Spike's Bitches 40: Buckle Up, Kids! Daddy's Puttin' the Hammer Down.
[NAFDA] Spike-centric discussion. Lusty, lewd (only occasionally crude), risqué (and frisqué), bawdy (Oh, lawdy!), flirty ('cuz we're purty), raunchy talk inside. Caveat lector.
Yay for the intentional, healthy weight-losing!
Ack, Kristin, sorry about the wildlife encounter, and good luck dealing with the aftermath. That's...tough. So far we've been skunk-lucky, though opossums abound here. They're pretty stinky, but skunks have the first-place stinky award pretty well sewn up.
Yay for all the healthy Bitches!
My sister tells me that in the Topanga Canyon Banjo & Fiddle contest, my nephew placed 3rd in the advanced fiddle division, my niece placed 4th in the intermediate fiddle division, and the family band came in 2nd to a family that homeschools and travels around in an RV from Bluegrass event to Bluegrass event full-time. They're pleased.
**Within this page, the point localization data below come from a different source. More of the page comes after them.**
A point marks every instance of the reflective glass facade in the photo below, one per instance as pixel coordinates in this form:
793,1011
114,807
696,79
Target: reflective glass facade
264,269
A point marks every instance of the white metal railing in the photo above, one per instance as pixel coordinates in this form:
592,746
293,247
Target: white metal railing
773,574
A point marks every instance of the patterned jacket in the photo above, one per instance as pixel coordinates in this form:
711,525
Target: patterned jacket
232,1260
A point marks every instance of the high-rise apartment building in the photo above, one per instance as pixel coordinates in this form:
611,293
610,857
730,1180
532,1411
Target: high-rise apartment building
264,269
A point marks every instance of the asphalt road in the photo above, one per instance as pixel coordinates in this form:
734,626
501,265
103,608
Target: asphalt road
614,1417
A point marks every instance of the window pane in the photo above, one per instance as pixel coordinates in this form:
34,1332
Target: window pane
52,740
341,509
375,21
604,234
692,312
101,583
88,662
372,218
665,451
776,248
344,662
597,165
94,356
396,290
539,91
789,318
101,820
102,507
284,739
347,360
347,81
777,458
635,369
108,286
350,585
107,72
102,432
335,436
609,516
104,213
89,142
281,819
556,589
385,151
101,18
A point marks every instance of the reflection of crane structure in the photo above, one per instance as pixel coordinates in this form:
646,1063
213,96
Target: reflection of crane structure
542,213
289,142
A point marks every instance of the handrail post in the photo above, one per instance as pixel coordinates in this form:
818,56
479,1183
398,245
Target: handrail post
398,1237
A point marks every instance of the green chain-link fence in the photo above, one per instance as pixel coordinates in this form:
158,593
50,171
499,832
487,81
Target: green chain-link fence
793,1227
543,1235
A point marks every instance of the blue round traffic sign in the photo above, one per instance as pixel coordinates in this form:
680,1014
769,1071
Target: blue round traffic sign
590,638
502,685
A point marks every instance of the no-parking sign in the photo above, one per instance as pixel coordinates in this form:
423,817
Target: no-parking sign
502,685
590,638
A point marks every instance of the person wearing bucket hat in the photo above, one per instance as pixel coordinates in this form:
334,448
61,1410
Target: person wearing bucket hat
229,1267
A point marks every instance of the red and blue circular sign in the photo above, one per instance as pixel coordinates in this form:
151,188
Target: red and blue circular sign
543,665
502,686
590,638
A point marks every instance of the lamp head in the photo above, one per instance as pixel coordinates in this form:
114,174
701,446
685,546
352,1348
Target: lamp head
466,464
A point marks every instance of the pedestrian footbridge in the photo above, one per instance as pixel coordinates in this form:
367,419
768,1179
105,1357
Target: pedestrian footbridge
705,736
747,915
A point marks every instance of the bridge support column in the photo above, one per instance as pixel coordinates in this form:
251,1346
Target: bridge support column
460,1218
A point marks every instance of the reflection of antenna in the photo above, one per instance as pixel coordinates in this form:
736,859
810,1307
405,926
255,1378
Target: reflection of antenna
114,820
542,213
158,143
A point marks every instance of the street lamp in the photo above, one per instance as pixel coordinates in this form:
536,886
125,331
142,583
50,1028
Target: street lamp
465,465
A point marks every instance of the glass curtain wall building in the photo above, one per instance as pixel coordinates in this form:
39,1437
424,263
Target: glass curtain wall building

I am dieting and working out and I AM losing weight. Happy to say I have lost 9 lbs so far--almost halfway to my goal!
When are you back on roller skates?
(I like to imagine you in sassy satin shorts swooping around the rink.)
I'm watching Clean House. The homeowner on this episode seems to have real psychological problems with stuff -- like, she doesn't want them to sell anything because she just can bear to let any of it out of her sight. Usually on this show, people have a ridiculous amount of stuff, but they can admit that and they want help with figuring out how to get rid of it. This woman is hugging a pillow of an old ratty couch because she "loves" it and doesn't want to sell it. It's really uncomfortable to watch.
You know, my mom was like that. Seriously. We spent the last ten years ferreting stuff out of the house when she wasn't looking, and if she didn't see it leave she never missed it.
DH's mom ran as an 18-year-old bride from the communists straight into Hitler's Germany, spent the war and gave birth to DH in a Displaced Persons Camp, emigrated to the US with a husband, a four-year-old, one suitcase, a wooden box of handmade cobbler's tools and no English. Her house has always been preternaturally neat and clean, almost Spartan in decoration and furniture alignment. But not static. And as soon as something new comes into the house, something old goes to a neighbor, a co-worker, or a charity.
I'd think because of her background she'd cling to possessions, but she emphatically does not. I guess giving things up voluntarily before they can be taken from her is her form of control.
When are you back on roller skates?
In the Fall, probably. Depends on money. I can't be both in a gym and pay the rink fees, and I really needed the weight-training and pilates classes and all that gym stuff.
Ay. I just got a work email. About some acronymic meeting I do not yet know about. For a project I have just started on and do not know anything about yet. Saying that they have these twice a month meetings, and to accomodate the five people in China/Taiwan/Australia they've been having TWO meetings, one at 8AM and one at 8PM. But since there's been some reoganization, and none of the [people wiht my job title] has attended the last two 8PM meetings, they are canceling those as a waste of resources, and everyone will hereafter be attending the 8AM ones. And China/Australia should just send notes ahead of time. And email if you don't have the meeting on your calendar.
And so I email, all "I don't have this on my calendar, cause I'm new. And also, is that FIVE AM PACIFIC? Do you, er...send out meeting minutes??"
Cause I know I"m three hours off of the headquarters, and I know I work from home and have even bloody offered to attend a 7AM PDT teleconference....but FIVE AM? Regularly? The fuck I will.
I'm watching Clean House. The homeowner on this episode seems to have real psychological problems with stuff -- like, she doesn't want them to sell anything because she just can bear to let any of it out of her sight. Usually on this show, people have a ridiculous amount of stuff, but they can admit that and they want help with figuring out how to get rid of it. This woman is hugging a pillow of an old ratty couch because she "loves" it and doesn't want to sell it. It's really uncomfortable to watch.
It's like the women on WNTW with long ratty hair that cry when the hairdresser suggests cutting it.
Wow. They painted and put wallpaper on some wooden dressers in this woman's daughter's room, and she's so upset about them being different than before that she can't even look at them.
My grandfather had trouble getting rid of stuff. We've got just boxes and boxes of things that he kept -- a bunch of broken Super-8 cameras that he meant to fix, a box of music box parts, and pretty much every letter he ever received, plus carbon copies of most of the ones he sent. And now that his father kept it for fifty years, my dad can't bring himself to get rid of any of it.
This woman burst into tears saying that it's all horrible and she wants it back the way it was. It really wasn't a great design given her preferences -- she likes old-fashioned and flowered stuff, and they gave her green walls and an orange sofa -- but still just really painful to watch. This woman needs something more than a decorating TV show.